In 2015, the US International Trade Commission (ITC) investigated 53-foot containers and determined that the country “was not materially injured by imports of 53-foot domestic dry containers from China” and thus didn’t qualify for anti-dumping duties. The only US manufacturers in 2015 were Stoughton and a joint venture between American Intermodal Container Manufacturing (AICM) and Navistar International.

“In the fourth quarter, Schneider issued a request for quotes on upcoming container purchases. AICM and Stoughton were invited to participate. Stoughton declined to provide a bid and AICM currently has no capacity to produce containers. The ITC’s findings are even stronger than 2015: there is no sustainable US source of 53-foot domestic containers,” said Daniel Drella, Schneider’s director of intermodal equipment.

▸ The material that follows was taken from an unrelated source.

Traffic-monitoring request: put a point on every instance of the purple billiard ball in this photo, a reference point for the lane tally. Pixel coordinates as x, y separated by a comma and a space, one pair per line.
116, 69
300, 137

Mark DePasquale, CEO of the National Portable Storage Association, also explained how tariffs would be inconsistent with the Trump administration’s goal to combat intellectual property theft.

“To put it bluntly, marine containers are about as low tech as it gets,” he said.

On the international side, about 97 percent of marine containers are made in China, according to testimony before the committee.

“I’ve worked for international leasing companies, many in the US, and in my 30-year career, to my knowledge, they’ve never purchased a container outside of China,” DePasquale said.

Much of the testimony around 20-foot, 40-foot, and 45-foot containers revolved around industries using the boxes outside of the transportation industry. Storage companies, for example, will buy refurbished marine containers and lease them to retailers.

The testimony capped a two-day hearing into how tariffs would impact businesses across the economic landscape. Executives often concentrate on their own industry, but Wednesday’s testimony revealed how a tariff on containers can be a double whammy to shippers across the United States.